Bloomberg has an astounding article out today that, if true, suggests that Russia was plotting “economic disruptions” against the US in 2008. According to the article, which I have to admit is a bit confusing, former Treasury Secretary Henry Paulson discovered a plot by the Russian government to convince the Chinese to sell US agency debt en masse to force a major US government bailout. The plot was discovered by Paulson during his trip to the 2008 Olympics:
“Russia urged China to dump its Fannie Mae and Freddie Mac bonds in 2008 in a bid to force a bailout of the largest U.S. mortgage-finance companies…The Russians made a ‘top-level approach’ to the Chinese ‘that together they might sell big chunks of their GSE holdings to force the U.S. to use its emergency authorities to prop up these companies’…”

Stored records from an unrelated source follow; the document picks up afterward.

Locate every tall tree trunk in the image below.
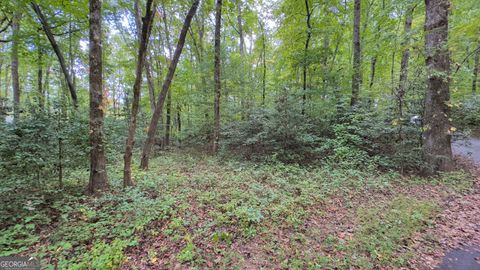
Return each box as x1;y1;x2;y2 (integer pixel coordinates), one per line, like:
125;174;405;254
134;0;156;112
68;17;76;92
423;0;453;172
161;2;173;147
11;11;21;122
88;0;108;194
0;62;2;99
397;5;416;118
3;64;7;98
37;45;44;109
165;90;171;146
194;12;209;120
236;0;245;57
146;57;156;111
473;45;479;94
176;103;181;133
260;20;267;106
369;56;377;89
31;2;78;107
123;0;156;188
236;0;246;117
140;0;200;169
351;0;362;107
369;0;385;89
302;0;311;115
44;63;50;114
212;0;222;153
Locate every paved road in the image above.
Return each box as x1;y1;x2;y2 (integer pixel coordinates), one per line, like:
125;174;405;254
436;247;480;270
435;135;480;270
452;135;480;164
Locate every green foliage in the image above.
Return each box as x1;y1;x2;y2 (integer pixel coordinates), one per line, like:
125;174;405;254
177;239;197;263
0;151;472;269
0;223;39;256
452;95;480;127
436;170;473;193
68;239;128;270
0;112;89;186
352;196;437;267
222;89;323;163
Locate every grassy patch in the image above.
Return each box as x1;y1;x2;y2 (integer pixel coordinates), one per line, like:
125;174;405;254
351;196;438;268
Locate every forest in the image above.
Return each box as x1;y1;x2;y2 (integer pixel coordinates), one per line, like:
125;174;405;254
0;0;479;269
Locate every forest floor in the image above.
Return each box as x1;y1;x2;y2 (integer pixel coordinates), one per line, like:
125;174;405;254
1;151;479;269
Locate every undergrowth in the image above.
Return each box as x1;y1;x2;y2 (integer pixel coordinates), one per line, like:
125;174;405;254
0;151;472;269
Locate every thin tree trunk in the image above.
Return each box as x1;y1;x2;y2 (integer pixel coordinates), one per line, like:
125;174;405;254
44;64;50;114
0;62;2;99
134;0;156;112
423;0;453;172
68;11;76;91
4;64;8;98
177;103;181;133
369;56;377;89
302;0;311;115
397;5;416;118
369;0;385;89
391;52;396;94
161;2;173;147
146;57;156;111
165;90;171;146
212;0;222;154
351;0;362;107
236;0;246;117
321;36;329;95
31;2;78;107
195;13;209;120
37;45;44;109
261;20;267;106
236;0;245;57
473;45;479;94
140;0;200;169
88;0;108;194
11;11;21;122
123;0;156;188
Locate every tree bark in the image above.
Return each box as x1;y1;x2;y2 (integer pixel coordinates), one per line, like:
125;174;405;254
37;45;44;109
134;0;156;112
176;103;181;133
123;0;156;188
473;45;479;94
260;20;267;106
140;0;200;169
369;0;385;89
397;5;415;118
161;2;173;147
11;11;21;123
31;2;78;107
423;0;453;172
236;0;245;57
88;0;108;194
165;90;171;146
302;0;312;115
0;62;2;99
44;64;50;114
146;57;156;111
351;0;362;107
4;63;9;98
236;0;246;117
212;0;222;154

The Chinese rejected the idea, and the Russians are, obviously, denying that any of this occurred. Still, Paulson’s report is pretty amazing. If true, it would appear that Russia was plotting economic warfare against the US during the summer of 2008; I don’t really know what else to call it. Their intention was to use their sovereign wealth to purposely weaken and damage the US economy. The fact that all this apparently occurred around the same time that Russia was engaged in a traditional war with Georgia, a US ally, lends some credibility to the idea.

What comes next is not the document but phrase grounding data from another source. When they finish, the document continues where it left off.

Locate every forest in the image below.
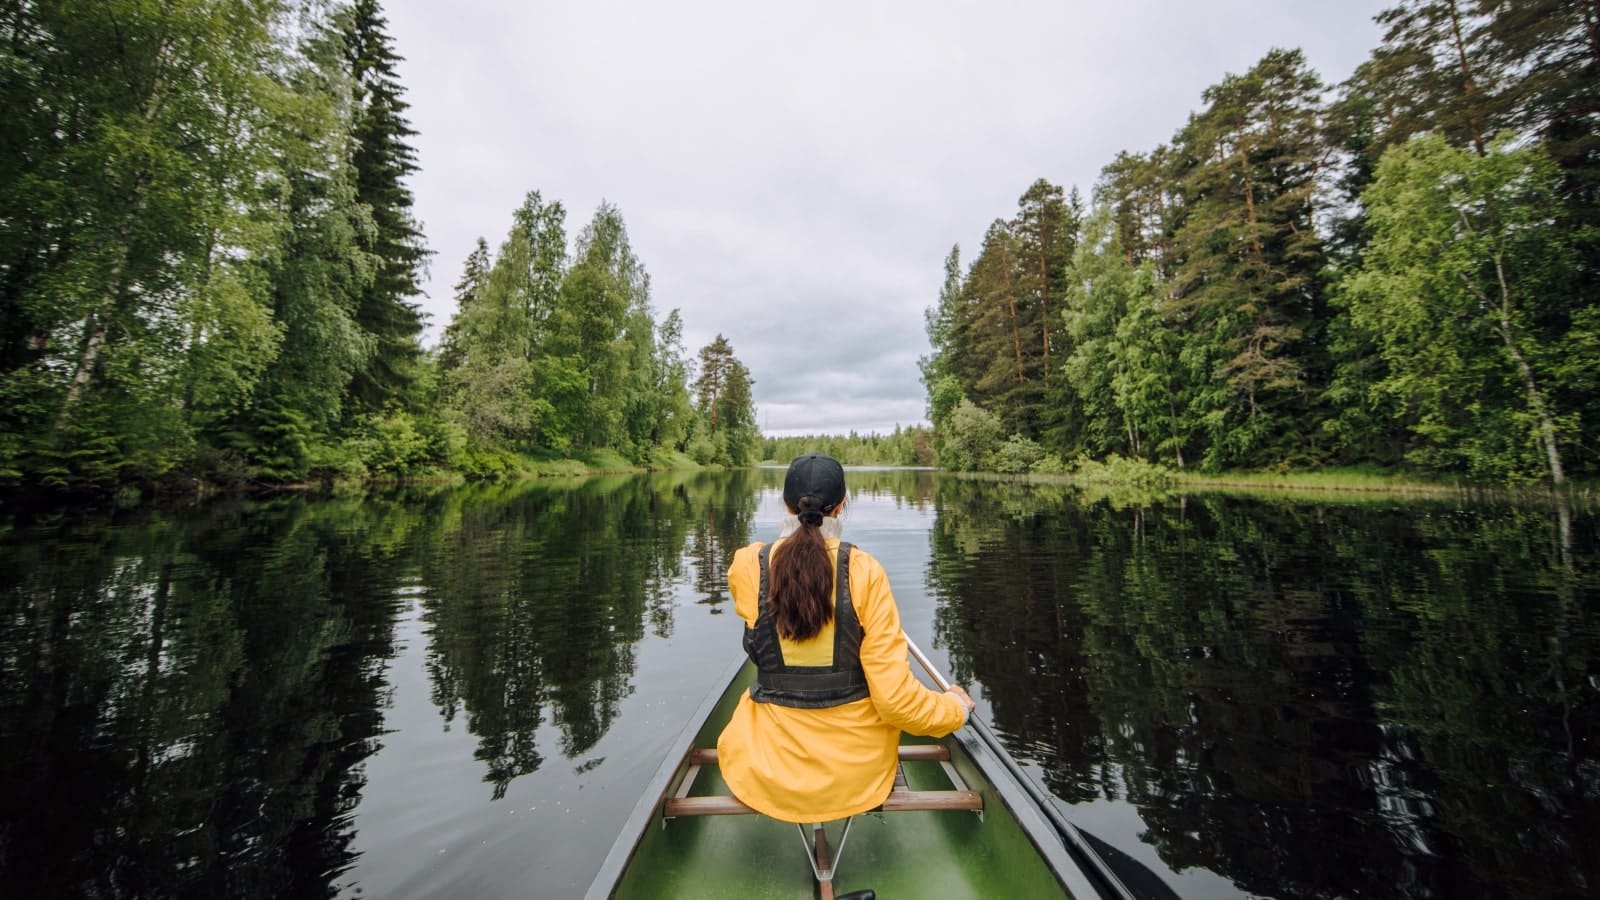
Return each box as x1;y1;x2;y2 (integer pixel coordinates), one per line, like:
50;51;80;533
0;0;758;495
923;0;1600;486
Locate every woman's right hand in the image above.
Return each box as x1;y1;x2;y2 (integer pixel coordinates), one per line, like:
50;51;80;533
945;684;975;712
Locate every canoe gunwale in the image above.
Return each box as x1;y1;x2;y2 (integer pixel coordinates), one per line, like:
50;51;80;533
583;655;748;900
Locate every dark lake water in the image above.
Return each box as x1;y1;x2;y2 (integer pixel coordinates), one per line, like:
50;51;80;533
2;470;1596;899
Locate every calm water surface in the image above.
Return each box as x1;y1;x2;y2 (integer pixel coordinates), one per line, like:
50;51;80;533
1;471;1596;899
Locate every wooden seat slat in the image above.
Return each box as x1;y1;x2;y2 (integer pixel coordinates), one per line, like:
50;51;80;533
664;795;757;817
880;789;983;812
663;786;982;819
687;745;948;766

This revelation–while unconfirmed–will not comfort those in the West that fear SWFs; it doesn’t help anybody if these funds are seen to be potential weapons of economic destruction…
China did to the U.S. with exports (via “Chimerica”) what the U.S. did to Russia with the Cold War.

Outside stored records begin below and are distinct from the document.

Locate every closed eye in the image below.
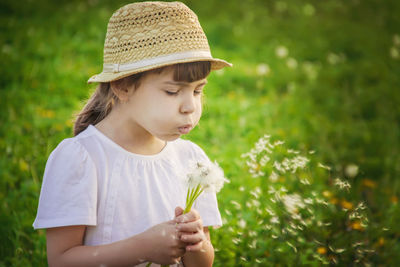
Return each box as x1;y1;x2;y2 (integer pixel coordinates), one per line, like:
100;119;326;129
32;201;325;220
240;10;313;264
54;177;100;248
194;90;203;96
165;90;179;96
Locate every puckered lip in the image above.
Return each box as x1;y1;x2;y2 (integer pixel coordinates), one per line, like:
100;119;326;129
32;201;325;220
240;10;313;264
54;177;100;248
178;124;193;134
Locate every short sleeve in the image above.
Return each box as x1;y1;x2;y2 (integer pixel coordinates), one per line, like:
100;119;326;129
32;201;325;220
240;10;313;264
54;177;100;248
188;142;223;229
33;138;97;229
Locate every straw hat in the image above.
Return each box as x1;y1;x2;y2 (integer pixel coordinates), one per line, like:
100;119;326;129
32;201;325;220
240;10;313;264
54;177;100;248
88;1;232;83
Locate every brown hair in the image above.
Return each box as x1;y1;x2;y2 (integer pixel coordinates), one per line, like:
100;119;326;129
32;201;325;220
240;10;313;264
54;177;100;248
73;61;211;136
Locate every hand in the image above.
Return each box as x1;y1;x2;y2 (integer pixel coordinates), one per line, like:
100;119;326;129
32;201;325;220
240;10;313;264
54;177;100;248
141;219;186;265
174;207;206;252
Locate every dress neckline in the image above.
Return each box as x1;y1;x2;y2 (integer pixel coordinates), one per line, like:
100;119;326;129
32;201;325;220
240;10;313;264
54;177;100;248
87;124;171;160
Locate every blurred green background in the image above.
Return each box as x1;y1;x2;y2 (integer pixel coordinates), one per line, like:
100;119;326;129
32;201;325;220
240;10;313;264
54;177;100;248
1;0;399;265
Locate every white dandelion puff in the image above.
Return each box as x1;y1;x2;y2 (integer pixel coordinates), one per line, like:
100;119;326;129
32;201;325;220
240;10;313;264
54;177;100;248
286;57;298;69
256;63;271;76
275;45;289;58
345;164;359;178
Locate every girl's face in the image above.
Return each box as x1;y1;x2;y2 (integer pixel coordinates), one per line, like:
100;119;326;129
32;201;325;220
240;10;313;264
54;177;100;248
122;68;207;141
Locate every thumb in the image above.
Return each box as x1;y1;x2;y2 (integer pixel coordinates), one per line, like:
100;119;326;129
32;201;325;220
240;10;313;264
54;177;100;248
175;206;184;218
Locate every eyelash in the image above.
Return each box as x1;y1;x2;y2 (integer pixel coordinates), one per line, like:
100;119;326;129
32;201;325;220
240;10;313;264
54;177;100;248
165;89;203;96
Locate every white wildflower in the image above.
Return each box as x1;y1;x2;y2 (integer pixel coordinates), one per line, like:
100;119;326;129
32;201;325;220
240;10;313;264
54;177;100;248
260;155;270;166
270;216;280;224
334;178;351;191
269;171;279;182
230;200;241;209
318;162;331;171
282;193;305;214
238;219;246;228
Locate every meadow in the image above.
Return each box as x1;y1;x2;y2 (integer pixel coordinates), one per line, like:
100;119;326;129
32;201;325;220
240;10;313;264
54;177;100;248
1;0;400;265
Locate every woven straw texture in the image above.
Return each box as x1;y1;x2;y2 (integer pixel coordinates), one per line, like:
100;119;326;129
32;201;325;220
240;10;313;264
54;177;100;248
88;1;232;83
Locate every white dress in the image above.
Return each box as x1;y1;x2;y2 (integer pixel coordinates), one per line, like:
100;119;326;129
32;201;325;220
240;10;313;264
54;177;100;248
33;124;222;266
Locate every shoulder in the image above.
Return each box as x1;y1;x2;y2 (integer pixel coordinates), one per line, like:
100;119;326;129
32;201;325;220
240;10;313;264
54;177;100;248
49;126;96;161
44;129;96;183
45;128;97;179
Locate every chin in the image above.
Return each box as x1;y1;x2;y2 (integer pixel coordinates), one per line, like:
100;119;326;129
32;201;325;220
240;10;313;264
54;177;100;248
159;134;181;142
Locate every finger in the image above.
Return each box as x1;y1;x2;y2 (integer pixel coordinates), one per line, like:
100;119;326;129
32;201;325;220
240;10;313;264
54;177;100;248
176;219;203;232
175;206;184;218
180;231;205;244
173;257;182;264
175;209;200;223
186;241;204;252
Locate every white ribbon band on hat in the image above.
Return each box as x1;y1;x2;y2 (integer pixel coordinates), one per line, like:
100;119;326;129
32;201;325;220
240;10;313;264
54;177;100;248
103;50;213;73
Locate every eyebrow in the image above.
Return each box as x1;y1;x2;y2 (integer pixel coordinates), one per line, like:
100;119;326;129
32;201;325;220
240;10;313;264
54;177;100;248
163;80;208;87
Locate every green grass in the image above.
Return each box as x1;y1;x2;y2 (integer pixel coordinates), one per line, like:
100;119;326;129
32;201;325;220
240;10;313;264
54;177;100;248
1;0;400;265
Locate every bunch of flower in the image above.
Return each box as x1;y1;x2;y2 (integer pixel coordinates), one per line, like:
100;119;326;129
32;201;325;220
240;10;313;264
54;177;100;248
148;160;229;267
182;160;229;214
214;134;374;266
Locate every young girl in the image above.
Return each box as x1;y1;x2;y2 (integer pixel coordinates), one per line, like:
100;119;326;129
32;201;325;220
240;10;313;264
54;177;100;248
33;1;231;267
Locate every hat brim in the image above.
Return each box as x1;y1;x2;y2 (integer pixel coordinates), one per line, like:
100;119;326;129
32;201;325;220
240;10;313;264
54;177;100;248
87;57;232;84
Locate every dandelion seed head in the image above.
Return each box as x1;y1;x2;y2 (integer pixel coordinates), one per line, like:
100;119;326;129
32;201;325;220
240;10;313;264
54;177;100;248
256;63;271;76
275;45;289;58
286;57;298;69
345;164;359;178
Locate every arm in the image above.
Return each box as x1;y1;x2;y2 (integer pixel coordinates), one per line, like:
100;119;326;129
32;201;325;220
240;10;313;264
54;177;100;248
181;227;214;267
47;221;186;267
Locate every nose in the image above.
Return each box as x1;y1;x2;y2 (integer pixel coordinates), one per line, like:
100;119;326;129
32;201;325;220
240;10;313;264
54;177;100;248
180;94;195;114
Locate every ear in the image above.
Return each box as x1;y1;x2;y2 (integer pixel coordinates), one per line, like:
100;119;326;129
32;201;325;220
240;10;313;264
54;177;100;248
110;79;133;102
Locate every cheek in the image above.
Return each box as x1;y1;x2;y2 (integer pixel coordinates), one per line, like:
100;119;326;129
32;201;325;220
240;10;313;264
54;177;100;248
193;100;203;121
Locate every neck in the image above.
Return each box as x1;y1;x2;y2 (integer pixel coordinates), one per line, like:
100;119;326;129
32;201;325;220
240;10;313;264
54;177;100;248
94;106;166;155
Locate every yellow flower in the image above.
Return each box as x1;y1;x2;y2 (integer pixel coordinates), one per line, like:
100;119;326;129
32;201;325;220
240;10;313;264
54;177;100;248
322;190;332;198
362;179;376;188
350;221;364;231
317;247;327;254
330;198;339;205
378;237;385;246
340;199;353;210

China has already started trading in their U.S. dollars for assets around the world.
They can’t play the game Russia wants to play until they divest themselves of enough U.S. dollars but they already have a game plan of their own.
Thanks for the comment, Rene. There is something to your point; if you go back to the US deliberations over the PNTR with China, you’ll see (Republicans) taking an idealistic approach that assumed China would be responsible trading partner. I wonder what these policymakers would say today?